Jorge purchased a home with a detached garage. In January 2017, Jorge converted the garage to use for his business building bird houses. He determined the value of the garage was $12,000, excluding the land. He sold the garage in December 2021 to a neighbor for $11,000. He is surprised that, even though he sold it at a loss, his return would show a gain. What is the best explanation for why Jorge had a gain? There is a mistake on Jorge's return. Jorge had a gain because the sales price was more than the basis after it was adjusted for depreciation "allowed or allowable." Jorge had a gain because he owned the property for less than 39 years. Jorge had a gain because this property was converted from personal use.

Respuesta :

Jorge had a gain because the sales price was more than the basis after it was adjusted for depreciation "allowed or allowable." When Jorge converted the garage to use for his business, the value of the garage became part of the basis for tax purposes. The basis is the amount used to determine gain or loss when selling a property.

In this case, the basis of the garage was $12,000, excluding the land. However, Jorge was able to deduct depreciation expenses on the garage since he used it for his business. Depreciation is an annual deduction that accounts for the wear and tear of a property over time.

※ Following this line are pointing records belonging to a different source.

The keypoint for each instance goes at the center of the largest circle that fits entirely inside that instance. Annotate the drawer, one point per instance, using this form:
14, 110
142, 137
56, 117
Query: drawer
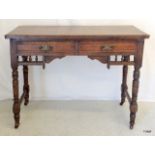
66, 47
91, 47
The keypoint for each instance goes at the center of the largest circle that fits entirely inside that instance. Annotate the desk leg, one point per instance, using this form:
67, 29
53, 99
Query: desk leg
26, 85
124, 86
134, 105
16, 105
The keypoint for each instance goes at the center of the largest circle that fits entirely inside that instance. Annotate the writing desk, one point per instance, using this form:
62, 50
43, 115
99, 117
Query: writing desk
111, 45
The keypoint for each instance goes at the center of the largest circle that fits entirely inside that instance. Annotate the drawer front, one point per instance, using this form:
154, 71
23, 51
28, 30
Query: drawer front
67, 47
93, 47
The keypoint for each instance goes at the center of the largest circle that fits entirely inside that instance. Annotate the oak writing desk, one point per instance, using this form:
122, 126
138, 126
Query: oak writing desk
38, 45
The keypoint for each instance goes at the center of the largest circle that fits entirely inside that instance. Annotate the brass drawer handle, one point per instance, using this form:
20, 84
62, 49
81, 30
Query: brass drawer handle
107, 47
45, 48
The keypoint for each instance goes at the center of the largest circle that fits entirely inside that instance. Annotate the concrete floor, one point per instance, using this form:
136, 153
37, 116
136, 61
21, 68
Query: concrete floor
77, 118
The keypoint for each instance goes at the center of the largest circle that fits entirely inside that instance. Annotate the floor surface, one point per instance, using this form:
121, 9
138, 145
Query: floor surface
77, 118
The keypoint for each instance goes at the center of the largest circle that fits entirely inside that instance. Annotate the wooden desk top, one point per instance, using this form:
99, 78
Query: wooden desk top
75, 32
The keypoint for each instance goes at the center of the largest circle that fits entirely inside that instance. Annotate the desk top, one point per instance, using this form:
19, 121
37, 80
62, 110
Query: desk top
22, 32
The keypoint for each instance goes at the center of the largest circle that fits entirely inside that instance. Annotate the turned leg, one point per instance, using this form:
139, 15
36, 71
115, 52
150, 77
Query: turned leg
16, 105
124, 86
133, 105
26, 85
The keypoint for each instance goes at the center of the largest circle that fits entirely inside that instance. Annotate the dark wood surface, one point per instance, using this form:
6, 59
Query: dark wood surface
111, 45
76, 31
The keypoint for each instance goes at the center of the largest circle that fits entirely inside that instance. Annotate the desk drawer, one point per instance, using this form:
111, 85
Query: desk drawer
66, 47
91, 47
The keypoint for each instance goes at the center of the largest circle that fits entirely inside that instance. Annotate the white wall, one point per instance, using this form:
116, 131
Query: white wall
78, 77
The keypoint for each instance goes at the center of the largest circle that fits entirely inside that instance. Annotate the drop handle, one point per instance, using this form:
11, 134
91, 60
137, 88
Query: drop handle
45, 48
107, 47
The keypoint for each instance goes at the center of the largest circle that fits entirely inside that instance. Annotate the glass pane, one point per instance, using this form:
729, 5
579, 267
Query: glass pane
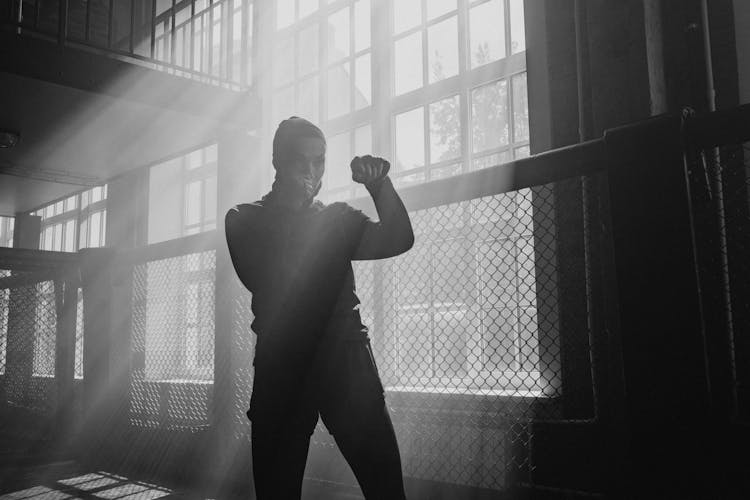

By the time Jorge sold the garage in December 2021, the adjusted basis (after deducting depreciation) may have been lower than the original $12,000. Therefore, even though he sold the garage for $11,000, the adjusted basis may have been lower, resulting in a gain.

It's important to note that Jorge had a gain for tax purposes, but he actually sold the garage at a loss. The gain is based on the adjusted basis for tax purposes, not the actual sale price.

To summarize, Jorge had a gain because the sales price was more than the adjusted basis after it was adjusted for depreciation "allowed or allowable." This is a common situation when converting a property from personal use to business use.